Government schemes like Help To Buy, supposedly assisting more people get on the ladder, have little impact on improving social mobility - and that’s because it’s the better-off buyers who are most likely to benefit.
A new report published by the Social Mobility Commission investigates the impact of low-cost home ownership schemes and finds that individuals benefitting from schemes - such as Help to Buy - earn more than one and a half times the national working age median income.
Around three in five first-time buyers said that they would have bought anyway and that the scheme merely enabled them to buy a better property, or one in a better area, than they were originally looking for.
Since the 1990s, around 1.8m council and housing association properties have moved into private ownership through Right to Buy.
Some 200,000 were provided through the affordable homes ownership route, and 300,000 households were assisted through reduced costs of attaining ownership.
The report which was carried out by researchers from the London School of Economics builds on previous government commissioned research which found that Help to Buy Equity Loans had generated 43 per cent additional new homes over and above what would have been built in the absence of the policy - contributing 14 per cent to new build output.
However that research found that the average income for these Help to Buy buyers was £41,323 - similar to other first-time buyers who had average incomes of £47,528.
Fewer than half of all working age households have incomes over £30,000, meaning that this scheme is unlikely to be able to help those households without more specific targeting.
The research points out that the high cost of housing means many low cost home ownership scheme are beyond the reach of almost all families on average earnings.
Only 19 per cent of Help to Buy Equity Loan completions to date were for homes worth less than £150,000. If households put down a five per cent deposit, the researchers found that this exceeded the 40 per cent limit of affordability for a median income working age household.
The report recommends new action to help more low income buyers including targeting financial subsidies on households with incomes up to one-and-a-half times median income and setting different levels for different regions.
It calls on the government to provide more advice and guidance to households without a history of ownership to help them into ownership by managing risks and expectations.

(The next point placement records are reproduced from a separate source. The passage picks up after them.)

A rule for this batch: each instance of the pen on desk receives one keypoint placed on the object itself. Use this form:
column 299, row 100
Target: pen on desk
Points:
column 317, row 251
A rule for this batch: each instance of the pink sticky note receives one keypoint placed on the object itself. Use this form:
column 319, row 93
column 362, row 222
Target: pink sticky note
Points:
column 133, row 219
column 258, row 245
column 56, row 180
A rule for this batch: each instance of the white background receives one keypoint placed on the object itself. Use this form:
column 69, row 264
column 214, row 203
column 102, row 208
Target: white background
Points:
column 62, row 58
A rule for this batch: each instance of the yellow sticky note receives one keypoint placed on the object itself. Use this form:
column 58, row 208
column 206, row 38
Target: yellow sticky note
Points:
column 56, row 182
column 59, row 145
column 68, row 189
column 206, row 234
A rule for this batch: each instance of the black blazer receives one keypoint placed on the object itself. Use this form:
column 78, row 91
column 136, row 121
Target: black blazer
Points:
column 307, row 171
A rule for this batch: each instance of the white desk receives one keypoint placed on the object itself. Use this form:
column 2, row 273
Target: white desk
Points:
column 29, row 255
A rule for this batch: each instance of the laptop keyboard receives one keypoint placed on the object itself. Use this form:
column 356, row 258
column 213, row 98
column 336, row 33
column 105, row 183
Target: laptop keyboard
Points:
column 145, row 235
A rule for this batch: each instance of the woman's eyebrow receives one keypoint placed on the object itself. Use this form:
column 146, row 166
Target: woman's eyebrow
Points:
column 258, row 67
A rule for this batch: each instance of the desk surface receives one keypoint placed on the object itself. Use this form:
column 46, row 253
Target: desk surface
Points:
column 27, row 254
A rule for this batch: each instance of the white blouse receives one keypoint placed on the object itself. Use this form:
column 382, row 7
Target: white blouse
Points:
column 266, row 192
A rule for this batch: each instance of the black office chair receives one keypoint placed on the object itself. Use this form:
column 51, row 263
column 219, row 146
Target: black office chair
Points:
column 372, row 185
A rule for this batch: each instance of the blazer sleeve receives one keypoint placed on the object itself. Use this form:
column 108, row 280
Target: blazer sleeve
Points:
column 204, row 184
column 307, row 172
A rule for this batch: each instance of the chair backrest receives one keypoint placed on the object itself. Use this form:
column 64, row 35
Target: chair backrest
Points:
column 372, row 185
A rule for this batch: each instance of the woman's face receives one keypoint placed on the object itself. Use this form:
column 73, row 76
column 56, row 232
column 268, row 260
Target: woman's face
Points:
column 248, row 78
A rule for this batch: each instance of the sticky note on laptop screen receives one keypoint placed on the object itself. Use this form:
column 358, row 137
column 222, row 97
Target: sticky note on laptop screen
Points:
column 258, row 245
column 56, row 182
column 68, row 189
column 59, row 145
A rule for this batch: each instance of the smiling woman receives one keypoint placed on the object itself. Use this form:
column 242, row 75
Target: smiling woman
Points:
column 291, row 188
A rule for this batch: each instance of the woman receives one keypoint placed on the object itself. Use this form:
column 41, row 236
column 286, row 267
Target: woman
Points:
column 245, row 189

It also calls for restricting access to subsidies where a first-time buyer has unfettered access to alternative sources of financial and other support to become an owner, such as capital from parents or other relatives.
Earlier this year, the Social Mobility Commission published research which found that the proportion of first-time buyers relying on inherited wealth or loans from the Bank of Mum and Dad had reached a historic high and the trend looked set to continue. Increasingly, young people are relying on their parents to help them get a foot on the housing ladder.
Over a third of first-time buyers in England now turn to family for a financial gift or loan to help them buy their home compared to one in five some seven years ago. A further one in 10 rely on inherited wealth.
For 25 to 29 year olds, home ownership has fallen by more than half in the last 25 years from 63 per cent in 1990 to 31 per cent most recently. Many of those who do manage to buy eventually can only do so at an older age.